Dolar (USD)
32.38
Euro (EUR)
34.79
Gram Altın
2432.46
BIST 100
9975.81
02:17 İMSAK'A
KALAN SÜRE

KARAKAYA: NE KADAR CEVVALDI

İbrahim BALCI
KARAKAYA: NE KADAR CEVVALDI
06 Ocak 2016 17:04:00
İbrahim BALCI

Hasan Karakaya ne güzel ölümle öldü, ne güzel uğurlandı. Ravza'da, Peygamber huzurunda, "cennet bahçesinde" iki rekat teheccüt kıldıktan sonra sefere çıktı. Seferin mübarek olsun.

Niye Cennetül Baki değil diye kendi kendimize sorarken; "geceleri melekler bazılarını Cenetül Bakiden çıkarır, bazılarını da Cennetül Baki'ye taşırlar. Hasan Cennetül Bakiye taşınanlardandır inşallah" diyordu Ekrem.
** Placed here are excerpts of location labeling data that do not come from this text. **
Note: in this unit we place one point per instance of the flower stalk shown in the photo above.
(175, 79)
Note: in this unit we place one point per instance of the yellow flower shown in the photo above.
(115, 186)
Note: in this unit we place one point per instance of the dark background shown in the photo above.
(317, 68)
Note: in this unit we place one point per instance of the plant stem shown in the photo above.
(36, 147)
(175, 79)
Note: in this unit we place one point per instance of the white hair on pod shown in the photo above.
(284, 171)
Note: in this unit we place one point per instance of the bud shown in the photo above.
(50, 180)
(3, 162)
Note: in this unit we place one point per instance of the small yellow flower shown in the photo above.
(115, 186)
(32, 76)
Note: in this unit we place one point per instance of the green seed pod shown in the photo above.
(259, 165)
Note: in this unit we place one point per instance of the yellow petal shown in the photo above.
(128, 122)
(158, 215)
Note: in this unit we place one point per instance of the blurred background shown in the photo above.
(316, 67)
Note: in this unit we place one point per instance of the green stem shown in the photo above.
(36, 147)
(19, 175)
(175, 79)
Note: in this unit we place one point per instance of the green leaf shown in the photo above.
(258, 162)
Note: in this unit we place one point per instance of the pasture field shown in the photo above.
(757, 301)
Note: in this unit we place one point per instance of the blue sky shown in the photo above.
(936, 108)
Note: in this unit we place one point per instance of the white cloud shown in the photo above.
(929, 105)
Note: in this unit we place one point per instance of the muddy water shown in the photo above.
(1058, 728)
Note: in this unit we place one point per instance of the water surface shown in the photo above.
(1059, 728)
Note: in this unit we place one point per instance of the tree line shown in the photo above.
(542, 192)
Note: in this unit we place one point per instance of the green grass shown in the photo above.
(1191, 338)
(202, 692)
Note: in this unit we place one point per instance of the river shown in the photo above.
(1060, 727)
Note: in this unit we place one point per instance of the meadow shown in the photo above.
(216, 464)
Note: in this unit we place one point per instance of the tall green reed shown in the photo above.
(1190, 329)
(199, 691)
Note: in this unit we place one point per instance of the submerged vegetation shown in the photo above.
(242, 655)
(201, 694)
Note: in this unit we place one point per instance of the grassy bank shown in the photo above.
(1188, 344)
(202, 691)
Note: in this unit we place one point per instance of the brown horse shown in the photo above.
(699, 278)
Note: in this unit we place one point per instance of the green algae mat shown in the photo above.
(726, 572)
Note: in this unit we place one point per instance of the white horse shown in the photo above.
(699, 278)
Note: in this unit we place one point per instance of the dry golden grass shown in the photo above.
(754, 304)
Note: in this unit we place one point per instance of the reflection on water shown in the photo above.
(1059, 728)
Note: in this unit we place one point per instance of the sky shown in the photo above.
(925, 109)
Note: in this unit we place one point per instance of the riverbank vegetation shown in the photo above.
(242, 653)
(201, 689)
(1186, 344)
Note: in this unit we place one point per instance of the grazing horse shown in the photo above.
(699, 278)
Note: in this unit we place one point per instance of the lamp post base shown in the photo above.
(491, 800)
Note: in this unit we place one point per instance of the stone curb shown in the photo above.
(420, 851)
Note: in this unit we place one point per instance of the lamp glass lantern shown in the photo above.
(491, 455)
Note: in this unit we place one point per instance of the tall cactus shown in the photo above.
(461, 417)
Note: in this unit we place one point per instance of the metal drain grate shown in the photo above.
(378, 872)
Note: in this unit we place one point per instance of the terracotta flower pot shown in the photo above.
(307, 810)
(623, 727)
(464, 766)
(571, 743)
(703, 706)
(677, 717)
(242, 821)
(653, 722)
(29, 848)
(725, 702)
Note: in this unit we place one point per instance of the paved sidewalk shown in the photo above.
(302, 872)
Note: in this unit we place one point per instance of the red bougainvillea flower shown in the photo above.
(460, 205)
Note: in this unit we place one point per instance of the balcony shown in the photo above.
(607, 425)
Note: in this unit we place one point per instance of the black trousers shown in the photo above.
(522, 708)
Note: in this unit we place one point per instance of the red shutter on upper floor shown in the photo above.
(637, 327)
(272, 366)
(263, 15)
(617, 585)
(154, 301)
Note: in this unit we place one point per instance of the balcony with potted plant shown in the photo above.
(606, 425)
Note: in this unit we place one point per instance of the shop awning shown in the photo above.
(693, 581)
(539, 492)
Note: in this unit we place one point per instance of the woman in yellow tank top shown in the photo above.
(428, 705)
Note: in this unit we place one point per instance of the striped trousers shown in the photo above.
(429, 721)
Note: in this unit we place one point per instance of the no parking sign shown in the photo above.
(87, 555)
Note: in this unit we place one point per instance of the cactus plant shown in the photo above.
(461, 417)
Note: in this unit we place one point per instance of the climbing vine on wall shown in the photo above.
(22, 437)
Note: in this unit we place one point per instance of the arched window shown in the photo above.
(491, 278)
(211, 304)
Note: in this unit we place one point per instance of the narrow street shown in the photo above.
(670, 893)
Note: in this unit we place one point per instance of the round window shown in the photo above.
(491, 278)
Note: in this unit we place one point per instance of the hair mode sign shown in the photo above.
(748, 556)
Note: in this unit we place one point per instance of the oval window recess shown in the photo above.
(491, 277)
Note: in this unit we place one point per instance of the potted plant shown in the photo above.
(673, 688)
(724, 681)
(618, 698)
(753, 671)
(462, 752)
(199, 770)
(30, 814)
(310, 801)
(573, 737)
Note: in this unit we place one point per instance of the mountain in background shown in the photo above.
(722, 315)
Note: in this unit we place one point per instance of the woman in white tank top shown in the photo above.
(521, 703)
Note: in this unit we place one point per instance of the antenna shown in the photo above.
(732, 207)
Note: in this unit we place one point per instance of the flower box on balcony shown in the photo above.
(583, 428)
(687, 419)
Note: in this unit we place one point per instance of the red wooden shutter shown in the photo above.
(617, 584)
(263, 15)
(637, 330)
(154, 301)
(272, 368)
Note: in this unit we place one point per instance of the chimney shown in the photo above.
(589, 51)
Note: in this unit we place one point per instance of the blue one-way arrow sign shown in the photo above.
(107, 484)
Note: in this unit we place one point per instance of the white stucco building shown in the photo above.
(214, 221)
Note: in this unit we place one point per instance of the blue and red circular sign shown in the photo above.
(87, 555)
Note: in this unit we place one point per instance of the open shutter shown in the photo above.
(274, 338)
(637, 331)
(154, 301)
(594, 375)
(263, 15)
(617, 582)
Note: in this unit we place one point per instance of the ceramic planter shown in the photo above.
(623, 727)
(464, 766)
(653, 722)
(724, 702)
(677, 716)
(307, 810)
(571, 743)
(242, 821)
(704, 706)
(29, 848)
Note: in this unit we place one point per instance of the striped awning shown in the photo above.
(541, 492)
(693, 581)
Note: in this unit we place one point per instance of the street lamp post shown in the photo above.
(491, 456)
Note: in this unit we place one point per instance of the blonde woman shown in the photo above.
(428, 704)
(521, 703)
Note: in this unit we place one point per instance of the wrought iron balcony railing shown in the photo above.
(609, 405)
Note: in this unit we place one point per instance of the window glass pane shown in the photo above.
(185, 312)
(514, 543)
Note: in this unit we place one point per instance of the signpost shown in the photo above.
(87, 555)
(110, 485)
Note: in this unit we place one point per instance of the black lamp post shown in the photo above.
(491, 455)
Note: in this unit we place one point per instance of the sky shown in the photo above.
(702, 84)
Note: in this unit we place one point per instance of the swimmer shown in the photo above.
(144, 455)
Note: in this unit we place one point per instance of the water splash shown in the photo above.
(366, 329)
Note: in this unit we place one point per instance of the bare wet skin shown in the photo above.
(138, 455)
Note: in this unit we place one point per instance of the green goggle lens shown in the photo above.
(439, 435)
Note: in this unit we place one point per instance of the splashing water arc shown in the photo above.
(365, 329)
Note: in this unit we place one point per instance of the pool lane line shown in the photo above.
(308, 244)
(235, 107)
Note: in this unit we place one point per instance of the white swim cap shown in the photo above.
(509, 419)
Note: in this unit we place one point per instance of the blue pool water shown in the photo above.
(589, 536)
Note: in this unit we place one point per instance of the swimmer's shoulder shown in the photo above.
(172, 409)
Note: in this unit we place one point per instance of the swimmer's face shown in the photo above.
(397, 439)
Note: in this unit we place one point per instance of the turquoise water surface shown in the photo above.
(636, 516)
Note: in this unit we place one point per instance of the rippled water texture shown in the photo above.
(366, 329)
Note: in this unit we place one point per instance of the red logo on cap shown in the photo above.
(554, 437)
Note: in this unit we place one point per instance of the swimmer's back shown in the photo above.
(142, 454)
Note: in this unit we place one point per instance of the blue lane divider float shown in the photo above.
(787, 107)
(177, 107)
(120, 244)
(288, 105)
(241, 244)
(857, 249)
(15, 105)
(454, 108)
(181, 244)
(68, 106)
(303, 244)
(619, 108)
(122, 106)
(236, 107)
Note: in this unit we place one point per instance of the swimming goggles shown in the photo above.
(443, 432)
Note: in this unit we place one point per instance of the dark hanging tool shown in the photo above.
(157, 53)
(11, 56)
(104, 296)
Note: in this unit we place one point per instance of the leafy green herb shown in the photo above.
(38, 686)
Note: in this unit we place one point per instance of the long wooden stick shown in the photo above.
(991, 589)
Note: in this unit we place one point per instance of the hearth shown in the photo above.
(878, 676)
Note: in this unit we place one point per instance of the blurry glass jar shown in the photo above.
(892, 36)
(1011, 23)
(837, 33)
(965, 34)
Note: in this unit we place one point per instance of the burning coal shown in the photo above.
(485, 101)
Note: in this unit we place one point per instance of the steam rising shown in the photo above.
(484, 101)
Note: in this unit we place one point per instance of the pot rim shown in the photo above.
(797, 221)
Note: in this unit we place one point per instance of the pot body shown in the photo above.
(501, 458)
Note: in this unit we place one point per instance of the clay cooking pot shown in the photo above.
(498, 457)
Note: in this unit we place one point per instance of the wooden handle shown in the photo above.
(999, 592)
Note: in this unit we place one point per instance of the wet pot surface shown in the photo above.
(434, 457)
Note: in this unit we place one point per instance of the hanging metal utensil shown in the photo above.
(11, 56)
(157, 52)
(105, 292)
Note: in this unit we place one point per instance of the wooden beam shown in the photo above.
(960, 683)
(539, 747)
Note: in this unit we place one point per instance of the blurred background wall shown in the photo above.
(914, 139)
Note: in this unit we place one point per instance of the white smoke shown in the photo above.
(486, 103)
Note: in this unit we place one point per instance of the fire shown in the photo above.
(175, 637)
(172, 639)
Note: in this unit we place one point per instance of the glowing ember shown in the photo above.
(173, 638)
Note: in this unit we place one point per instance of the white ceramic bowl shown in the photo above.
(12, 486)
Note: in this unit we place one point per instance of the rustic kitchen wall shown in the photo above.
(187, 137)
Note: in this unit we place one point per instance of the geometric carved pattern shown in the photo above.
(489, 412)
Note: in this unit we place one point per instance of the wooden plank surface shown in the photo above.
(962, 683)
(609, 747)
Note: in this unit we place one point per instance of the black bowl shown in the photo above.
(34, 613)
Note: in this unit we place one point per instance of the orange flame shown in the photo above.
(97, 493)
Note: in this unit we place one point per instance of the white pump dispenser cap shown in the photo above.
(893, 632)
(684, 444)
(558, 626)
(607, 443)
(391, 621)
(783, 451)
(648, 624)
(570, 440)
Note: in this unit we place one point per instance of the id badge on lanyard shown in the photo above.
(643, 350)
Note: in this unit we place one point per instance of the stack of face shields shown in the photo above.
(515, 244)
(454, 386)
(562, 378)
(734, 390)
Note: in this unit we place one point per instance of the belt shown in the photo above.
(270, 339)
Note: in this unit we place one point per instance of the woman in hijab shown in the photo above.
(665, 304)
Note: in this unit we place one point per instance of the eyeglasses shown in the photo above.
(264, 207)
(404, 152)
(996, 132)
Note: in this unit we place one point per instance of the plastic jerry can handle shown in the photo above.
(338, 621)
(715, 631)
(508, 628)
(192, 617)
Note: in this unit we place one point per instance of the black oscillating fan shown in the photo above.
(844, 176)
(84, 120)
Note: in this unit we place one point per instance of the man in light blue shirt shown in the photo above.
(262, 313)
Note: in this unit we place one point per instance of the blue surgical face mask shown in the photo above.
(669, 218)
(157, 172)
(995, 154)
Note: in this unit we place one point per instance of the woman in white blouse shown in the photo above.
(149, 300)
1980'den sonra Milli Gazete'de tanıdım Karakaya'yı; 35 yıl. Geriye dönüp baktığımda onu hep çalışırken görüyorum. Aman Allah'ım bu ne hamaratlık. Çalışma arasında bize de cevap yetiştiriyordu. Esprilerini de çalışma arasında biz takıldığımızda yapıyordu. Çalışma disiplini açısından sanki yazı işleri biz hepimiz onun müdürü o bizim elemanımızdı. Onun o süper gayreti karşısında, onun bizi uyarmasına gerek kalmaz utanır, adam gibi çalışırdık. Benim işe geç kalışlarım meşhurdu. Hasan en ciddi yüzünü takınarak: " İbrahim ayıp oluyor, kötü örnek oluyorsun" derdi. Hakikaten ben de utanır olmuştum; geç kaldığımda pikaj-montaja uğrayıp ceketimi çıkarıp yazı işlerine geçerdim, sanki eski gelmiş gibi yapardım.*

Şimdi fark ediyorum, benim gibi birçok arkadaşın ustasıydı. O bunu hiç fark ettirmemişti, biz de fark etmemiştik. Atilla Ağabey (Özdur) ise bunun farkındaydı. " Hasan" başlıklı yazısında: "70'li yılların Milli Gazetesin'de kurmuştuk kumpanyamızıu2026 Hasan, çıraklık devrini kalfalaşarak bitirdiğinde, biz daha yenilerde fiilen başlamıştık gazete çatısı altında çıraklığa. Kumpanyamızın üçüncü ayağı da Abdülkadir Özkan idi" diyor. Biz, Abdülkadir, İsa, Mevlüt, Nihat haftalık "kültür sayfası" çıkarırken, ihtilal öncesi, 1980'de Osman Tunç'un yazı işleri müdürlüğü döneminde, Mustafa Karahasanoğlu'nun genel müdürlüğünde kendimi Milli Gazete'nin içinde buldum ve alaylı olarak işe başladım. Osman Tunç'un ardından Hasan Karakaya geldi. Karakaya dönemi gazetenin çok hareketli, aktif ve hengameli dönemiydi. 12 Eylülcüler Milli Gazete'yi hedef seçmişti, neredeyse her manşeti, her makalesi suç teşkil ediyordu. Karakaya savcılığı su yolu etmişti. Rahmetliyi savcılar çok sevmiş olacak ki, Akit döneminde bu tempo artarak devam etti. Milli Gazete darbecilerin en çok ve en uzun kapattıkları gazeteydi. Karakaya bu dönemleri zayiatsız atlama telaş ve seferberliğindeydi.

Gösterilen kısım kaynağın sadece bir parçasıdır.